Chick heart/hemangioblast progenitor 12 (chep 12: study of a novel gene expressed in the heart/hemangioblast percursors cells

Dissertação de mest., Ciências Biomédicas, Faculdade de Ciências e Tecnologia, Universidade do Algarve, 2009

Establishment of the biochemical and molecular nature of cardiac development is essential to understand the relationship between genetic and morphological aspects of heart formation. The need to identify genes that are differentially expressed between cell populations within the embryo and within the embryonic heart is critical to elucidate the complex processes of heart development.
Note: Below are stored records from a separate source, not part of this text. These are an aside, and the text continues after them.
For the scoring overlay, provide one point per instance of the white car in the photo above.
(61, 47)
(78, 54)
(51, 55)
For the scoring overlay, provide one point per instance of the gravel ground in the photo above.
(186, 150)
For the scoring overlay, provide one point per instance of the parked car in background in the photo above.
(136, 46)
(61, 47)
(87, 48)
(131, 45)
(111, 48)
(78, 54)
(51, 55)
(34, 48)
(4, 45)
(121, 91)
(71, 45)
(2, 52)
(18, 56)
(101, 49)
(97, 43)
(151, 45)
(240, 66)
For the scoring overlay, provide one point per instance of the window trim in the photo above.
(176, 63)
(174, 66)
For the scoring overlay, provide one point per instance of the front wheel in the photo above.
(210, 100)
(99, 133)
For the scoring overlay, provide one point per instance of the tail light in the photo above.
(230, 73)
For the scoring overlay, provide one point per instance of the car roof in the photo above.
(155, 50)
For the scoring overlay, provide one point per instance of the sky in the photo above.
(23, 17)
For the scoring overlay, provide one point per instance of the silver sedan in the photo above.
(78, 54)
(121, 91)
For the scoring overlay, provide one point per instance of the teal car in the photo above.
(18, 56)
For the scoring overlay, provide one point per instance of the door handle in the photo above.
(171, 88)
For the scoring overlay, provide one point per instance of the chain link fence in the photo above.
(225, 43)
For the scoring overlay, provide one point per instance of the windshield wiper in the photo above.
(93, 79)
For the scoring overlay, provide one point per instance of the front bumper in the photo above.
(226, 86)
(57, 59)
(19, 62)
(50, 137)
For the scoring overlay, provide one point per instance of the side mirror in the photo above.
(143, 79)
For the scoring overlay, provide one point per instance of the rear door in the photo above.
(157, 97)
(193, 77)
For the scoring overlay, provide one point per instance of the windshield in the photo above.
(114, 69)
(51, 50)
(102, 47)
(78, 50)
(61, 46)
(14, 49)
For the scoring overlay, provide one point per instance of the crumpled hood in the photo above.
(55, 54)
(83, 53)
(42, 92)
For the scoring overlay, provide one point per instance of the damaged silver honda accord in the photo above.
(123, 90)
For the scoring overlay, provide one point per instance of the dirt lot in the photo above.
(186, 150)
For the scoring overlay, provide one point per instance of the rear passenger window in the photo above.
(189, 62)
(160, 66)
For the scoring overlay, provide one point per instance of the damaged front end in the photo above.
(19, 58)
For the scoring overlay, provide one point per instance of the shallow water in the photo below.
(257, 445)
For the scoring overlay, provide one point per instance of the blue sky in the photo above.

With this in mind, our laboratory focused on the identification and study of novel genes expressed and involved in the correct development of the vertebrate heart/hemangioblast precursor cell (HPC) lineages. A differential screening using Affymetrix GeneChip Chick system was performed, leading to the identification of several new genes expressed in the haematopoiesis, angiogenesis or cardiogenesis precursor lineages. One of these novel genes, initially denominated CHEP12 (Chick Heart/Hemangioblast Progenitor 12), encodes for a novel secreted protein that contains a Calcium-binding EGF-like domain. Additionally, it was found that besides the canonical CHEP12 transcript, there are several alternative-spliced form variants, indicating that several isoform proteins may be synthesized in response to different signals. The current study intends to accomplish a detailed characterization of the expression pattern of the canonical CHEP12 gene and one of its alternative-spliced form variant (CHEP12-A). WISH and histological sections allowed us to suggest that CHEP12 may be involved in cardiogenic processes due to its expression in the Secondary Heart Field. Moreover, CHEP12 might also be implicated in the development of the venous system as its expression was also detected in the anterior, posterior and common cardinal veins. In addition, comparison between the expression pattern of the full transcript CHEP12 and its isoform CHEP12-A showed no significant differences.